We are upgrading Assurant Inc. (AIZ) to Neutral from Underperform, as we believe a low debt-to-capital ratio, adequate capitalization and sound liquidity with no debts to repay will shield the company from the ongoing economic challenges.
Third quarter 2009 results were particularly impressive, beating the Zacks Consensus Estimate due to strong earnings from its solutions and specialty business along with reduced expenses and improved loss ratio and a benign hurricane season.
During Nov 2009, rating agency A.M. Best affirmed the financial strength ratings (FSRs) and issuer credit ratings (ICRs) of the property and casualty (P&C) and life and health insurance subsidiaries of the company. Additionally, A.M. Best has affirmed the ICR of “bbb” of Assurant. The rating agency has also upgraded the FSR of four of its operating subsidiaries to “A” from “A-” and ICRs to “a” from “a-” with a stable outlook.

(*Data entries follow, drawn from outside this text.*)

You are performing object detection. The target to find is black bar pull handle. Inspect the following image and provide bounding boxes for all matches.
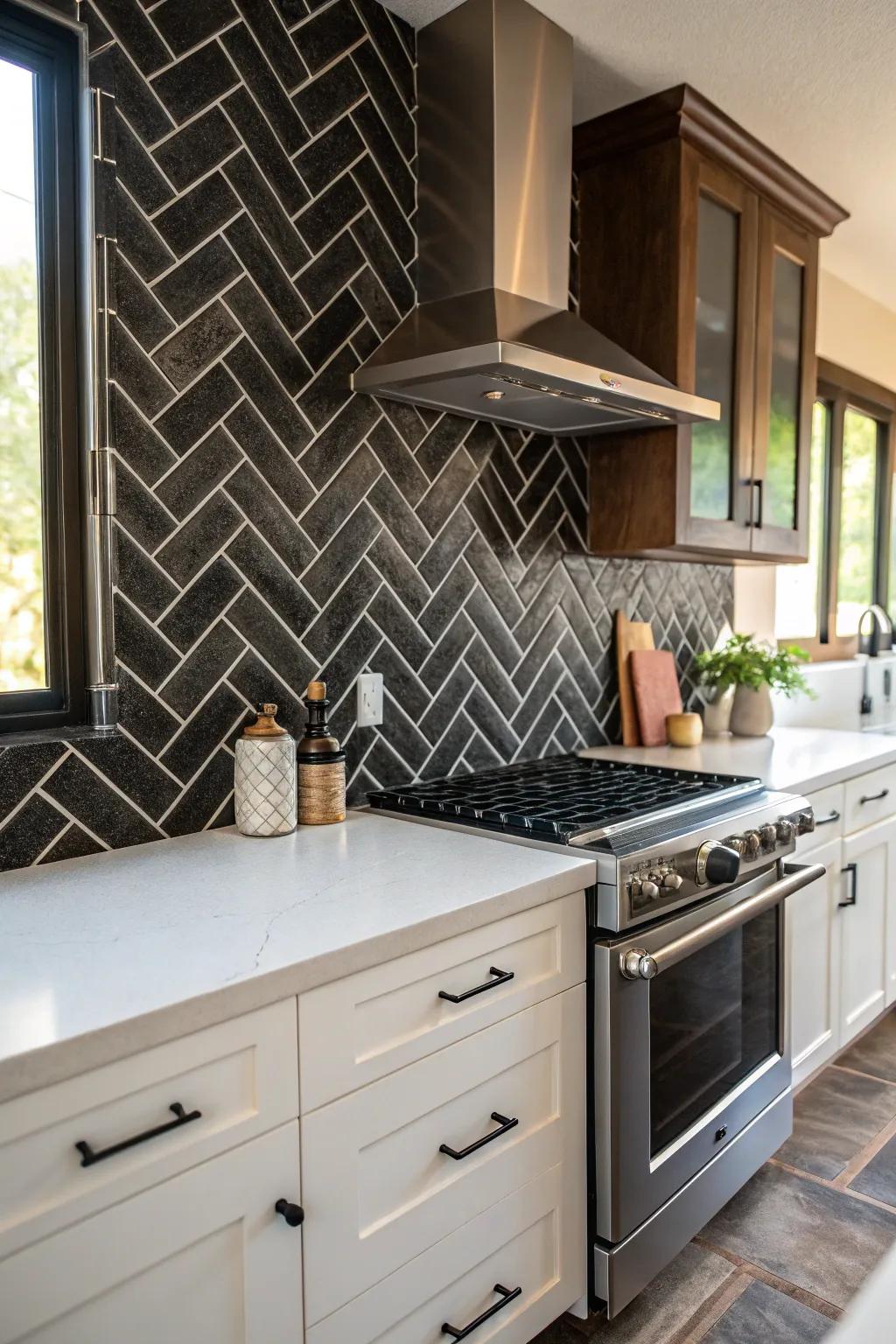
[442,1284,522,1340]
[75,1101,203,1166]
[274,1199,304,1227]
[439,966,513,1004]
[439,1110,520,1163]
[836,863,858,906]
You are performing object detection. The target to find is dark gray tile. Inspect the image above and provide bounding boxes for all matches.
[775,1068,896,1180]
[224,276,311,396]
[224,340,311,457]
[156,424,241,519]
[45,755,161,850]
[221,16,308,155]
[151,0,236,57]
[153,172,241,256]
[836,1010,896,1083]
[39,821,103,863]
[158,491,244,587]
[151,42,239,122]
[163,747,234,836]
[849,1138,896,1208]
[156,356,242,456]
[293,57,367,136]
[160,685,246,782]
[155,106,239,191]
[0,793,68,871]
[704,1279,834,1344]
[223,149,311,276]
[238,0,306,93]
[701,1166,896,1306]
[224,88,308,215]
[153,301,241,391]
[153,235,243,323]
[224,215,309,334]
[160,556,243,653]
[158,621,246,719]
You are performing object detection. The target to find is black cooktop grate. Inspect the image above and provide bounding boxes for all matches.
[369,755,761,843]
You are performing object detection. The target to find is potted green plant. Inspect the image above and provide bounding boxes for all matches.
[695,634,814,738]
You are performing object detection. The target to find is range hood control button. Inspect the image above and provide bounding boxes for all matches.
[695,840,740,887]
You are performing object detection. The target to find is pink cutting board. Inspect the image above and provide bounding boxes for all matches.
[628,649,681,747]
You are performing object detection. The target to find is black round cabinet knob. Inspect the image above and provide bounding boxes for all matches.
[274,1199,304,1227]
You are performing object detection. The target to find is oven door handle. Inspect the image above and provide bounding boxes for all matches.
[620,863,828,980]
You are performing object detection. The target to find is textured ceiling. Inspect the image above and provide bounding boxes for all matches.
[387,0,896,309]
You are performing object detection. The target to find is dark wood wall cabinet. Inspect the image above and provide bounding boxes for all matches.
[575,85,848,561]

The financial position at Assurant remains strong. As of Sep 30, 2009, Assurant’s unadjusted debt-to-capital and debt-to-tangible capital ratios were 16.7% and 20.2%, respectively, while maintaining a fixed interest coverage ratio at over 10 times. Assurant has a $500 million commercial paper program with a backup credit facility, with none having been utilized till date in 2009. In addition, cash and cash equivalents held at the holding company totaled over $300 million at Sep 30, 2009, with no debt maturing until 2014. We view this as a positive in the current credit-constrained market, where adequate cash resources are vital for sustenance.

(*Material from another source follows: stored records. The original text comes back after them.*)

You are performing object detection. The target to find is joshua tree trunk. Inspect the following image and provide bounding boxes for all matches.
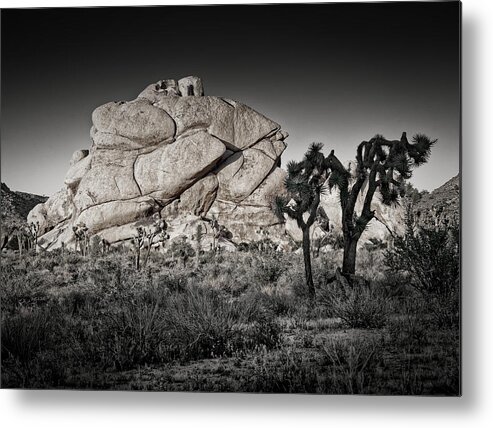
[303,227,315,298]
[342,237,359,276]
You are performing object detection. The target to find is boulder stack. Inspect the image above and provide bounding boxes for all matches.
[28,76,288,249]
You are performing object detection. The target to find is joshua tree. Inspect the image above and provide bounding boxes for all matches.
[72,223,89,256]
[325,132,437,277]
[195,224,204,268]
[274,143,328,297]
[132,214,168,270]
[132,227,146,270]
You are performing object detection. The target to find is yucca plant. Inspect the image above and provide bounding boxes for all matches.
[324,132,437,277]
[274,143,328,297]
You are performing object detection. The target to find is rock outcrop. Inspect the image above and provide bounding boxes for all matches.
[28,76,446,249]
[28,76,288,248]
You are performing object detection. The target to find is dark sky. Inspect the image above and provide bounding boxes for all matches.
[1,2,460,194]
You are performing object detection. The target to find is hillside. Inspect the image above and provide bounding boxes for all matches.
[0,183,48,223]
[415,174,460,225]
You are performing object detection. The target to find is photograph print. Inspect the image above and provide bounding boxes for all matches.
[0,1,461,396]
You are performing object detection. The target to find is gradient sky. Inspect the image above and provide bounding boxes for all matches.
[1,1,460,195]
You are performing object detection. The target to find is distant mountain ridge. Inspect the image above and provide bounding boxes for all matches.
[414,174,460,226]
[0,183,48,224]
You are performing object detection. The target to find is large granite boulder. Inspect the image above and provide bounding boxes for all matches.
[29,76,288,249]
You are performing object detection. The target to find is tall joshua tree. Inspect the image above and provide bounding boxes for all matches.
[274,143,328,297]
[325,132,437,277]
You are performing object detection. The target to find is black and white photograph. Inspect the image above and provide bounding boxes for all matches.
[0,1,464,397]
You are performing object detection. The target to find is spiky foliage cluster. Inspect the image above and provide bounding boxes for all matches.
[132,214,169,270]
[72,223,90,256]
[327,132,437,236]
[273,143,328,230]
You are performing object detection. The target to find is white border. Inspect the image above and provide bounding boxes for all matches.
[0,0,493,428]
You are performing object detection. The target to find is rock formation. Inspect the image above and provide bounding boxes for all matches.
[28,77,288,249]
[28,77,438,249]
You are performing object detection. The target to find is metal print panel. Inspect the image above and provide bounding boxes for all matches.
[1,1,461,396]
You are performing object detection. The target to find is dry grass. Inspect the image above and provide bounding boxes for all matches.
[1,244,459,395]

While a prolonged economic slowdown could pressure several of Assurant’s businesses, its largest segment, which focuses on creditor-placed homeowners’ insurance, has the opportunity to generate solid earnings during the economic downturn. While growth is likely to slowdown, the Specialty Property business continues to benefit from increased placement rates and higher average insured values of homes, which is based on replacement cost and not market value.